Brandon Jennings (20.5 ppg, 3.3 rpg, 5.6 apg), Milwaukee Bucks (10-11)
Again, Jennings is another case of someone who has stepped up after a teammate got injured. Since center Andrew Bogut fractured his ankle on Jan. 25, Jennings has averaged 22 points and four assists a game. He's been the main reason the Bucks are clinging to the eighth playoff spot in the East.
Kevin Love (25.5 ppg, 13.5 rpg, 1.6 apg), Minnesota Timberwolves (10-12)
The double-double machine ranks fourth in the league in scoring and second in rebounding. Minnesota is up-and-coming, especially with Ricky Rubio on the floor, so the spotlight is even brighter for Love now. Arguably, no other player in the West plays a more complete game inside and outside.
LaMarcus Aldridge (22.9 ppg, 8.7 rpg, 2.7 apg), Portland Trail Blazers (13-9)
The Blazers are in the playoff hunt without Brandon Roy and Greg Oden because of Aldridge. His points and assists averages are career highs. Plus, he has to be repaid for getting snubbed last year, right?
Russell Westbrook (21.3 ppg, 4.8 rpg, 5.7 apg), Oklahoma City Thunder (17-4)
Westbrook is only second to Rose among point guards in average points per game. He's exciting to watch and has matured since he came into the league in 2008, all culminating in a huge extension that he signed last month. Although Durant is still the best player on the Thunder, Westbrook has established himself as a premier player and point guard worth positive attention.
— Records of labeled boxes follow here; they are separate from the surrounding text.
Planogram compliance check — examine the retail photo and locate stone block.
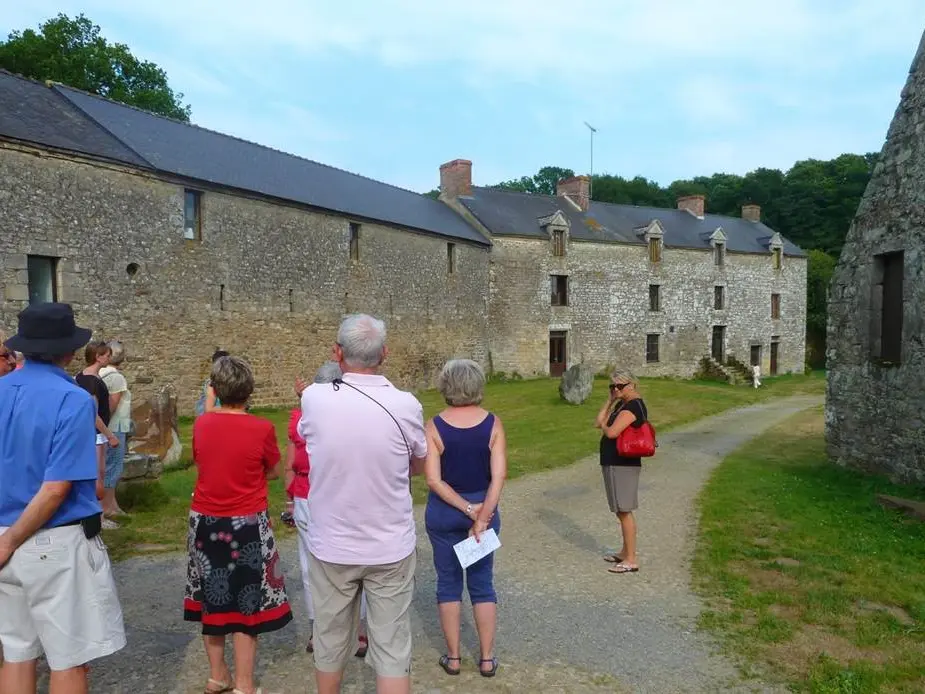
[559,364,594,405]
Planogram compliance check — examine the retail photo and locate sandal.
[479,658,498,677]
[607,561,639,574]
[438,655,462,675]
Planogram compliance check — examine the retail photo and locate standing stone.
[129,386,183,467]
[559,364,594,405]
[825,25,925,484]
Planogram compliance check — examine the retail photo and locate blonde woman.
[595,371,649,574]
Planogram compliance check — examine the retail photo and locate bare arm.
[0,482,71,568]
[283,441,295,489]
[603,410,636,439]
[424,420,475,518]
[594,396,614,429]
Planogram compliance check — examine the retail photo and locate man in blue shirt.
[0,303,125,694]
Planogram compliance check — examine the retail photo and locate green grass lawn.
[106,373,825,559]
[694,408,925,694]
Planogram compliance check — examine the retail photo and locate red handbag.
[617,421,658,458]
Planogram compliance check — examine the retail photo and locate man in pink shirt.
[298,314,427,694]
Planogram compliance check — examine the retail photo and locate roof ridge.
[53,82,436,202]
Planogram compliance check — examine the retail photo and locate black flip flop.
[437,655,461,676]
[479,658,498,677]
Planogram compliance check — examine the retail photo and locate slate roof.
[459,188,805,256]
[0,70,490,246]
[0,70,148,167]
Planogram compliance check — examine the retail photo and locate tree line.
[495,154,877,367]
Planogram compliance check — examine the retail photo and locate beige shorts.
[0,525,125,670]
[601,465,642,513]
[308,552,417,677]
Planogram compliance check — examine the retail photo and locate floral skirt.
[183,511,292,636]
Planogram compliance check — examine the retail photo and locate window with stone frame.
[771,248,784,270]
[870,251,905,366]
[183,188,202,241]
[26,255,58,304]
[552,229,565,258]
[350,222,360,260]
[549,275,568,306]
[646,333,660,364]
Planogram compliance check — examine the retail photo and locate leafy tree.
[806,249,837,366]
[0,14,190,122]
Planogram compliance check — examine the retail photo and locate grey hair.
[108,340,125,366]
[337,313,385,369]
[315,361,344,383]
[610,369,639,388]
[437,359,485,407]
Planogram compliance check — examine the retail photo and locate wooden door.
[549,330,568,377]
[710,325,726,364]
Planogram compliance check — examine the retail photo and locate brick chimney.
[440,159,472,200]
[742,204,761,222]
[556,176,591,212]
[678,195,706,219]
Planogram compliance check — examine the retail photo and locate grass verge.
[105,373,825,559]
[694,408,925,694]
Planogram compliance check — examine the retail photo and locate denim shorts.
[103,431,127,489]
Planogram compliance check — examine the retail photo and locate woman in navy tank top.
[424,359,507,677]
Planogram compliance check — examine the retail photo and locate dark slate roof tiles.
[460,188,805,256]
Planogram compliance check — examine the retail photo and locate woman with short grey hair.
[424,359,507,677]
[100,340,132,516]
[595,369,649,574]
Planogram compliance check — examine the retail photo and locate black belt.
[52,513,100,530]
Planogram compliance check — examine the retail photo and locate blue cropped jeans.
[424,492,501,605]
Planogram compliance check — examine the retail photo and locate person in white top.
[298,314,427,694]
[100,340,132,517]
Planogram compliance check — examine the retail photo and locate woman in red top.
[184,357,292,694]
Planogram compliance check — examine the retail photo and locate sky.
[7,0,925,192]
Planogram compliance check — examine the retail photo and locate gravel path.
[76,397,822,694]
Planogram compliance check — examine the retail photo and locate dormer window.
[552,229,565,258]
[649,237,662,263]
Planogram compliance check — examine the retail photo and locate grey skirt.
[601,465,642,513]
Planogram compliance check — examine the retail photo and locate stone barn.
[826,31,925,483]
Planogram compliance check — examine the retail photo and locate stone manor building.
[826,28,925,484]
[0,71,806,413]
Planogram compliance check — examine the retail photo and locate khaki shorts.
[0,525,125,670]
[601,465,642,513]
[308,552,417,677]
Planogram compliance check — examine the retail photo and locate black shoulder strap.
[331,378,414,459]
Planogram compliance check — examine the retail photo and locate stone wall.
[490,237,806,377]
[0,145,489,414]
[826,31,925,484]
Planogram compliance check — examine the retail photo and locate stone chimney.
[742,204,761,222]
[440,159,472,200]
[556,176,591,212]
[678,195,706,219]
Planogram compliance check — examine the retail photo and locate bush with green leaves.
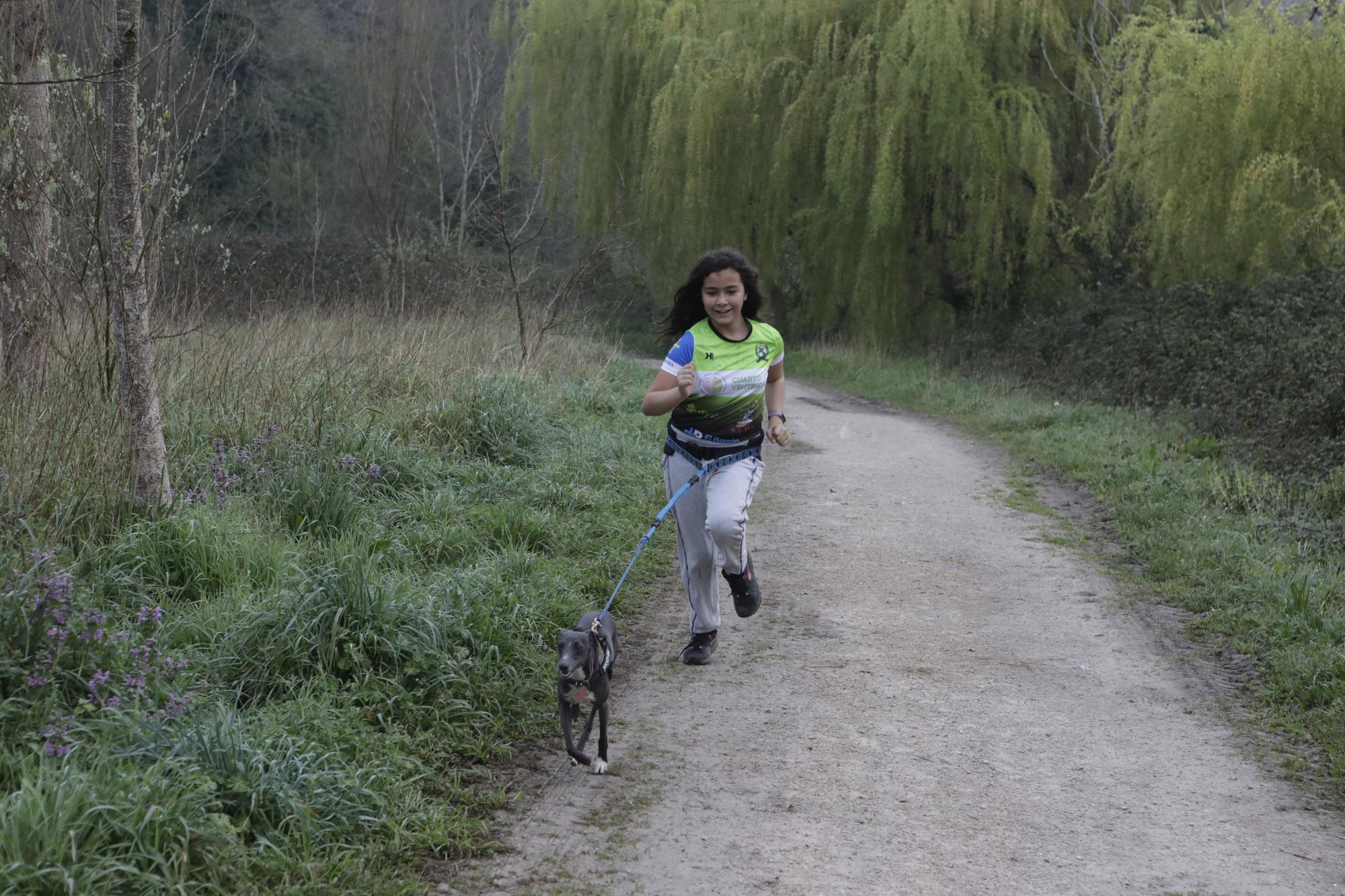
[947,272,1345,473]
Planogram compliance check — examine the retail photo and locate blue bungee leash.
[593,440,761,621]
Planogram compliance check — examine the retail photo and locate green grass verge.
[790,347,1345,805]
[0,316,672,893]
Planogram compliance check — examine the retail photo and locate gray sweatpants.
[663,455,765,634]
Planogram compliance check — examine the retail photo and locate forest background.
[0,0,1345,892]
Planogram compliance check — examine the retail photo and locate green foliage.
[1089,11,1345,284]
[0,311,667,893]
[947,273,1345,478]
[108,506,286,602]
[511,0,1077,337]
[791,340,1345,802]
[508,0,1345,336]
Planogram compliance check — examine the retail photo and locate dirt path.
[437,382,1345,895]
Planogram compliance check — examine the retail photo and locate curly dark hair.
[655,247,765,339]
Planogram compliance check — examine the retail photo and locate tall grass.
[790,345,1345,802]
[0,312,660,893]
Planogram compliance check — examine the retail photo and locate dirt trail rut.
[433,382,1345,895]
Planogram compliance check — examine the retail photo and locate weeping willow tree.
[1089,11,1345,284]
[508,0,1080,339]
[502,0,1345,343]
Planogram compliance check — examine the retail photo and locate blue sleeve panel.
[662,329,695,376]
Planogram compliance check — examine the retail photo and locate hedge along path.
[434,380,1345,895]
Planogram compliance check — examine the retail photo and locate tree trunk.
[0,0,52,389]
[108,0,172,505]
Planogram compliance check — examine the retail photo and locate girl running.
[640,249,790,666]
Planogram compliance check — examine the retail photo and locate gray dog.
[555,612,616,775]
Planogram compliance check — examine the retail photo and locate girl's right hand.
[677,363,695,401]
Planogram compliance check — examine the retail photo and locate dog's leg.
[589,700,607,775]
[574,706,596,751]
[555,698,592,766]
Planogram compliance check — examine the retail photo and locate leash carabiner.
[593,462,713,627]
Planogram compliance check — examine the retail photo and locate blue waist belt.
[663,436,761,473]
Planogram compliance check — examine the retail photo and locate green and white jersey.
[663,317,784,458]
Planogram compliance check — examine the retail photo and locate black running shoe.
[682,631,718,666]
[724,555,761,619]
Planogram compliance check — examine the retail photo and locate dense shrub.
[947,272,1345,477]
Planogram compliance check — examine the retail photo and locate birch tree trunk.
[106,0,172,505]
[0,0,52,389]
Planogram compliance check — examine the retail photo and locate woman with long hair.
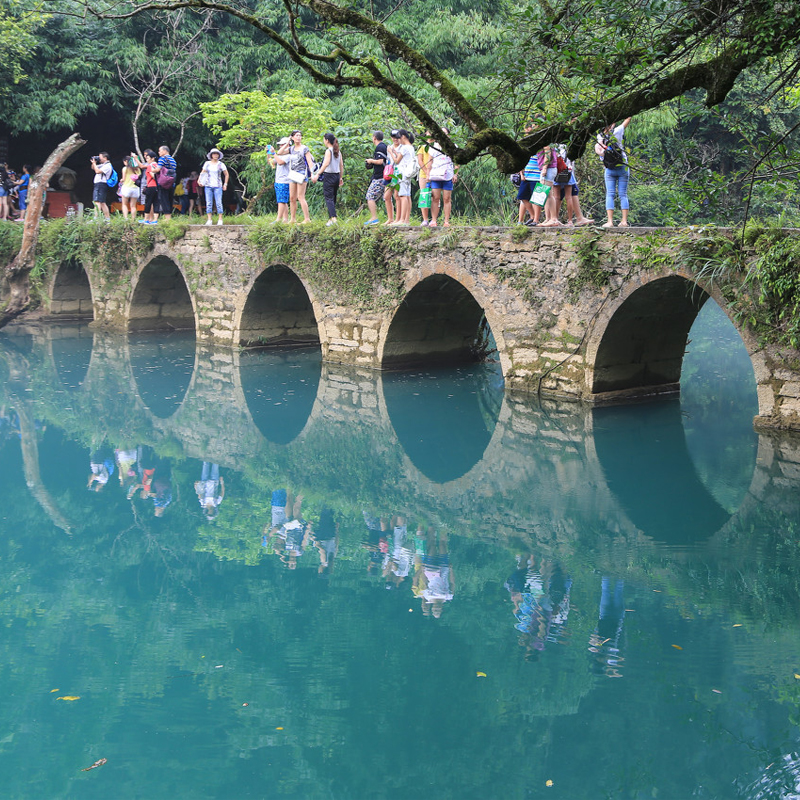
[311,133,344,225]
[119,153,142,222]
[289,131,314,224]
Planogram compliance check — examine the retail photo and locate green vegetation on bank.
[0,216,800,348]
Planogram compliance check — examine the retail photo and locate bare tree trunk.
[14,402,72,533]
[0,133,86,328]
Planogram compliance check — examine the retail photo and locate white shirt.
[203,161,228,189]
[94,161,114,183]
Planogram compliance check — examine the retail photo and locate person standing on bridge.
[203,147,228,225]
[311,133,344,225]
[594,117,631,228]
[289,131,314,225]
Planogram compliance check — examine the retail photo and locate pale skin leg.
[383,187,400,225]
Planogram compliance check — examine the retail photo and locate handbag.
[531,182,550,208]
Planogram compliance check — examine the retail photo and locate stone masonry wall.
[61,226,800,429]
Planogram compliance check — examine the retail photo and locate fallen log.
[0,133,86,328]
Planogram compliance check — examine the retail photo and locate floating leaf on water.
[81,758,108,772]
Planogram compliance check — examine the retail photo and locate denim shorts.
[92,182,108,203]
[275,183,289,204]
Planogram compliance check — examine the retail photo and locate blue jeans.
[606,167,629,211]
[205,186,222,214]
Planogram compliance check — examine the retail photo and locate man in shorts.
[389,128,417,226]
[91,152,114,221]
[364,131,389,225]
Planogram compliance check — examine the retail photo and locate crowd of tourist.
[0,118,630,228]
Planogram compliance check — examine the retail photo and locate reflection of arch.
[587,275,709,396]
[382,365,503,484]
[128,255,195,331]
[592,397,755,544]
[239,349,322,444]
[128,333,196,419]
[48,325,94,389]
[49,261,94,319]
[381,274,503,368]
[238,264,319,346]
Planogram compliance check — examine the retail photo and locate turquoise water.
[0,307,800,800]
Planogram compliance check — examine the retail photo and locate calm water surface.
[0,307,800,800]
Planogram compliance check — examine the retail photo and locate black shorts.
[92,181,108,203]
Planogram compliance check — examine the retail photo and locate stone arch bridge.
[6,326,800,548]
[40,226,800,429]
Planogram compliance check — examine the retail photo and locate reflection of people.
[314,508,339,575]
[86,450,114,492]
[422,528,455,619]
[194,461,225,522]
[262,489,311,569]
[361,511,389,575]
[505,554,572,659]
[383,516,414,589]
[589,577,625,678]
[114,448,139,490]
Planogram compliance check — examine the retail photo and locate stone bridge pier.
[39,226,800,429]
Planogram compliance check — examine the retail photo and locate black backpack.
[603,136,625,169]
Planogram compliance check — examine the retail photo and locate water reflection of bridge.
[8,327,800,546]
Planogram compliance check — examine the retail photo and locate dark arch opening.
[239,264,319,347]
[382,275,491,369]
[592,275,709,398]
[128,256,194,331]
[50,261,94,320]
[593,300,758,544]
[383,364,503,483]
[239,348,322,444]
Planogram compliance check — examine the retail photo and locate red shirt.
[145,161,158,186]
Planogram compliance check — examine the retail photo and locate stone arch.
[48,260,94,320]
[125,333,197,420]
[236,264,320,347]
[378,269,510,376]
[586,272,760,414]
[127,255,197,331]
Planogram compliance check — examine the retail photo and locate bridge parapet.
[25,225,800,429]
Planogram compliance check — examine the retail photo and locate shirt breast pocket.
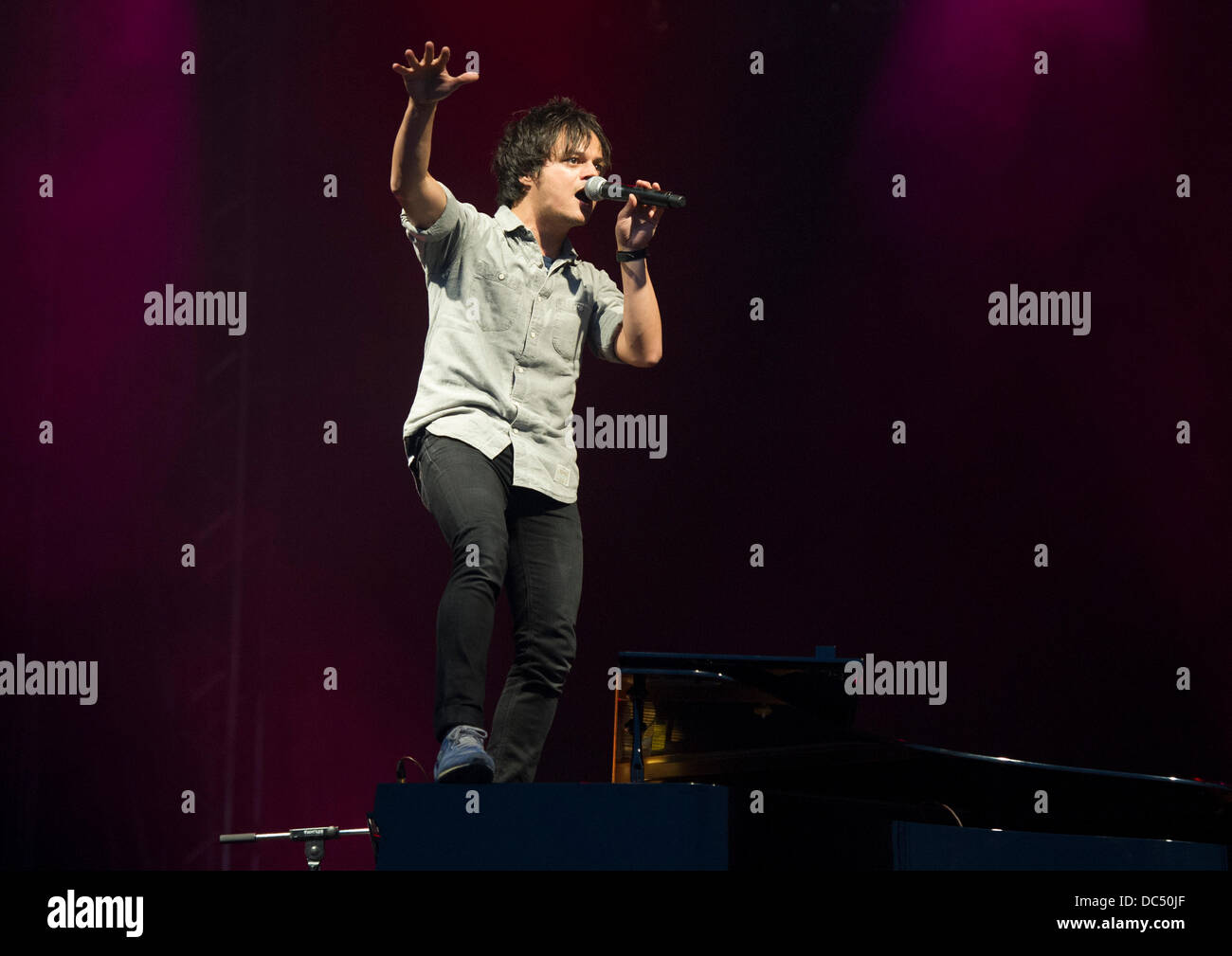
[552,302,590,362]
[462,259,522,332]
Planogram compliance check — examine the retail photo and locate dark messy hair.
[492,96,612,207]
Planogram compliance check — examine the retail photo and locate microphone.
[578,176,685,209]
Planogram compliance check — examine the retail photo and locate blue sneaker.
[432,723,497,784]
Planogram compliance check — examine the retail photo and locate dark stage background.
[0,0,1232,869]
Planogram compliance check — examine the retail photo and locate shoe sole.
[436,764,493,784]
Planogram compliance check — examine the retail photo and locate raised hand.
[393,41,480,103]
[616,180,664,250]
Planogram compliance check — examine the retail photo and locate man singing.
[390,44,662,784]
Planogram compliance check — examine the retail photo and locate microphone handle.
[621,185,685,209]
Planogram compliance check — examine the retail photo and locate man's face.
[524,133,604,228]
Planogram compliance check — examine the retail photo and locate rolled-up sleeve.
[587,262,625,362]
[401,180,480,276]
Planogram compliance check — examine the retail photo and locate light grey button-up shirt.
[402,184,625,504]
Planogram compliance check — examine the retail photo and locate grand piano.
[611,647,1232,870]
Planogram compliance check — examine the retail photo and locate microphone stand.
[218,817,381,871]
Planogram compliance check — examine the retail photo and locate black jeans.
[413,431,582,784]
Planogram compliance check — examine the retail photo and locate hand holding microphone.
[578,176,685,209]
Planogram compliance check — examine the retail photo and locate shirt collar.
[496,206,578,262]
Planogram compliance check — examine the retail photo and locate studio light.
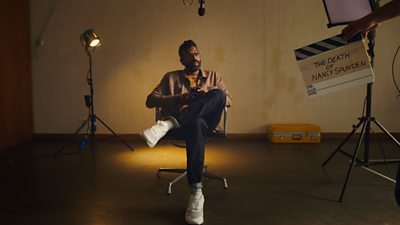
[80,29,101,51]
[56,29,133,157]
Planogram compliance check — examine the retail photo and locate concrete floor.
[0,139,400,225]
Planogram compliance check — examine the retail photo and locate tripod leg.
[322,118,364,167]
[372,119,400,147]
[339,121,369,202]
[96,116,133,151]
[55,117,89,157]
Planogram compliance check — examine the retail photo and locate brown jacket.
[146,69,232,116]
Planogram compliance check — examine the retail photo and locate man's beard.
[186,61,201,73]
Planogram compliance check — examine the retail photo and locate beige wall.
[31,0,400,134]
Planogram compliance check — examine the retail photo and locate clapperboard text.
[294,35,374,96]
[312,52,368,82]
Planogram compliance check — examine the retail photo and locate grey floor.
[0,139,400,225]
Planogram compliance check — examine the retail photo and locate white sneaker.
[141,120,174,148]
[185,194,205,224]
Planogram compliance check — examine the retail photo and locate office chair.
[156,107,228,195]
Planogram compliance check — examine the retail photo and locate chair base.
[156,165,228,195]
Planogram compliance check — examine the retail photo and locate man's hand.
[176,89,206,105]
[176,93,192,105]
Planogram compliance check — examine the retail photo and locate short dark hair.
[178,40,197,57]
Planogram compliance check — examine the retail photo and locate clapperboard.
[294,35,374,97]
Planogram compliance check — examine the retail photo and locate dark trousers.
[168,89,226,185]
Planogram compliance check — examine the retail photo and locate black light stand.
[56,30,133,157]
[322,0,400,202]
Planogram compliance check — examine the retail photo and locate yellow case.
[267,124,321,143]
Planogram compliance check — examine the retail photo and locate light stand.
[56,29,133,157]
[322,0,400,202]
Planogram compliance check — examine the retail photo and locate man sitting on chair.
[141,40,231,224]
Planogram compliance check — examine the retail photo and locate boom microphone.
[198,0,206,16]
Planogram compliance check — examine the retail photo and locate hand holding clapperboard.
[294,35,374,97]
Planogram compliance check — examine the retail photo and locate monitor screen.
[324,0,372,26]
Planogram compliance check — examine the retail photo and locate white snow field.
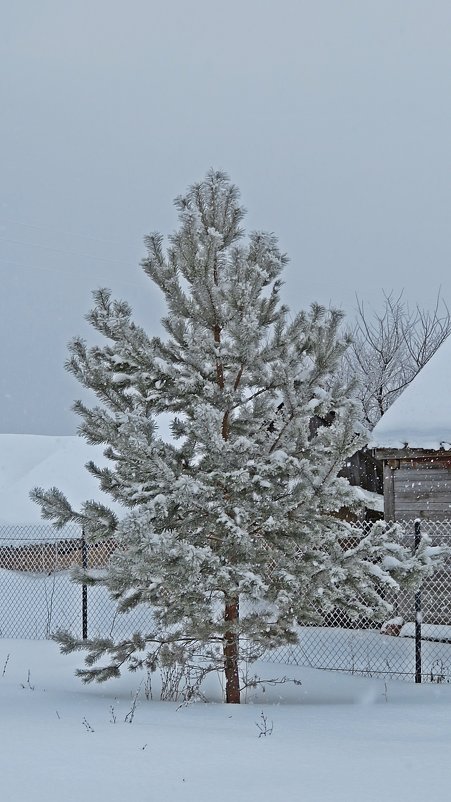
[0,640,451,802]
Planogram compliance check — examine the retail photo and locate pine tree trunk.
[224,598,240,705]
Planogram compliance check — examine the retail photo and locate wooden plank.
[383,464,395,521]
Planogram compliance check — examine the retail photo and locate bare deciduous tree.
[343,292,451,428]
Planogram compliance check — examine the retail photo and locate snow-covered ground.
[0,640,451,802]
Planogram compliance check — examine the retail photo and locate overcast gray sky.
[0,0,451,434]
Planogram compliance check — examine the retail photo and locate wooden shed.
[369,337,451,521]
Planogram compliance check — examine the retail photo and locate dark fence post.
[81,529,88,640]
[414,519,423,682]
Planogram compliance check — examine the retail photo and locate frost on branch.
[34,171,444,702]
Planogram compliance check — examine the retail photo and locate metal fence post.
[81,529,88,640]
[414,519,423,683]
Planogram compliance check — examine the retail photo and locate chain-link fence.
[0,524,149,639]
[0,519,451,683]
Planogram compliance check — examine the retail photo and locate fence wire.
[0,519,451,683]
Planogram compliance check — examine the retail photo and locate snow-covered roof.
[369,336,451,450]
[0,434,110,525]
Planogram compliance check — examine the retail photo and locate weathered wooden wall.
[384,458,451,521]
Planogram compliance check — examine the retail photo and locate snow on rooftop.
[368,336,451,450]
[0,434,110,525]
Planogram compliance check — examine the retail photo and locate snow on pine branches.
[33,171,442,702]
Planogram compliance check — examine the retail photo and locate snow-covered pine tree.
[32,171,440,703]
Tony Parker (17.1 ppg, 2.9 rpg, 7.6 apg), San Antonio Spurs (15-9)
Manu Ginobili's been out with a broken left hand and Tim Duncan is becoming obscure each and every day. That leaves Parker as the San Antonio's best player. Although the Spurs are in a borderline transitional period, Parker has still effectively called the shots on the floor, leading the team to play overlooked team basketball.
Al Jefferson (18.5 ppg, 9.0 rpg, 1.6 bpg), Utah Jazz (12-8)
Jefferson is second only to Howard in the entire league in points average, even though the center position isn't his natural position. He's tough and persistent in the paint. Nobody has probably worked as hard to justify a vote than Jefferson.
Marc Gasol (14.7 ppg, 10.6 rpg, 2.3 bpg), Memphis (12-10)
Gasol is one of only 11 players in the league averaging a double-double. He's also performing well while having to pick up the slack for the injured Zach Randolph.
Ty Lawson (15.6 ppg, 3.8 rpg, 6.4 apg), Denver Nuggets (14-7)
The Nuggets are understandably the best team-oriented team in the NBA, and Lawson has been a big reason why. In barely two seasons, Lawson has transformed himself from timid into one who pushes the pace, runs the offense and makes the rest of the Nuggets more efficient. He has also become a pest on defense, which leads to the Nuggets running and scoring in the transition game. By virtue of record, one Denver player should get a nod.